Bei Sonny Henning hört man durch, daß er nach „Kinder“-Split und „Tränengas“-Versuch viel in Ami-Clubs getingelt hat. Seine in Eigenregie produzierten und gemixten Songs sind streckenweise richtig funky – auf dieser stilistischen Wellenlänge schwimmen vor allem Bassist Alf Schmukker und der farbige Trommler Herva Middleton. Henning badet immer noch und mehr denn je in selbstquälerischresignativer Lyrik. Nimmt man ein nervendes Nonsens-Stück wie „Bär sucht Honig“ einmal aus, singt und seufzt er eigentlich von nichts anderem als von „schlechten Zeiten“ (Songtitel). Drop-out- und Selbstmordphantasien, Lebensleere und Orientierungslosigkeit: aus Text und Musik wuchert Aschermittwochstimmung. Leckgeschlagene Seelen sollten diesen Henning stets gut dosiert genießen – er zieht unerbittlich runter.

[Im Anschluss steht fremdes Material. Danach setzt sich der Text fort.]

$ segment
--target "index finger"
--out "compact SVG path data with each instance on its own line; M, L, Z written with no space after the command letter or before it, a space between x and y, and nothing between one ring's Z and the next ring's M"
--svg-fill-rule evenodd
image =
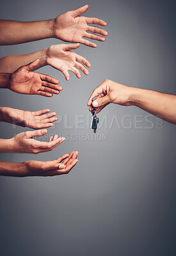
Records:
M104 95L102 92L102 90L103 90L103 88L102 88L102 86L101 84L93 90L93 91L92 95L90 95L90 97L88 99L88 101L87 105L88 106L92 105L92 98L93 98L94 96L97 95L97 94L100 94L101 97L103 97Z
M97 18L86 17L86 20L88 24L95 24L100 26L107 25L107 23L105 21Z

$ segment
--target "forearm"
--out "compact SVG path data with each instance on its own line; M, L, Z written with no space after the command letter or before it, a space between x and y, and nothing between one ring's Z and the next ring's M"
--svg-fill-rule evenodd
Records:
M0 72L13 73L20 67L29 64L38 58L39 58L40 61L35 70L40 68L47 65L47 48L28 54L8 56L1 58L0 59Z
M52 37L53 20L20 22L0 20L0 45L26 43Z
M129 100L132 105L176 124L176 95L133 88Z
M0 73L0 88L8 88L10 75L10 73Z
M0 175L25 177L28 176L28 172L24 163L14 163L1 161Z
M16 148L12 139L0 139L0 153L15 153Z
M3 107L0 108L0 122L5 122L5 119L3 115Z

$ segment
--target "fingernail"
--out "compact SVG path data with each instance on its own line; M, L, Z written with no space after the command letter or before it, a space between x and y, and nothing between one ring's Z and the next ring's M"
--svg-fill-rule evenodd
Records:
M60 164L60 166L59 166L59 169L64 169L64 168L65 168L65 164Z
M99 105L98 102L97 100L93 101L92 105L93 106L93 107L97 107Z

Im Vergleich mit derlei sensiblem Plattenpsychogramm mutet Schultz‘ (nach „Paranoia Picknick“) zweites Soloalbum fast wie ein Stück easy-listening an. Statt ausweglosem Weltschmerz ist hier eher flüchtiges Herzeleid oder nostalgische Wehmut angesagt. Musikalisch bewegt sich Schultz ziemlich geschmacksicher auf dem weitläufigen Pop-Parkett. Langsame, gefällige, satt instrumentierte Songs geben den Ton an. Hier lugt mal ein Stück Schlagermentalität durch, dort kommt’s dafür um so rockiger. Eine kleine Verbeugung vor dem bisweilen durchschimmernden Udo L. („Tief im Süden“) ist genauso im Programm wie eine Bearbeitung des schmerzlich-schönsten Liebeslieds, das Henning noch zu gemeinsamen „Kinder“-Tagen geschrieben hat („Nie vergeß ich wie es war“). U.a. mit im Studio: Kristian Schultze und Muck Groh.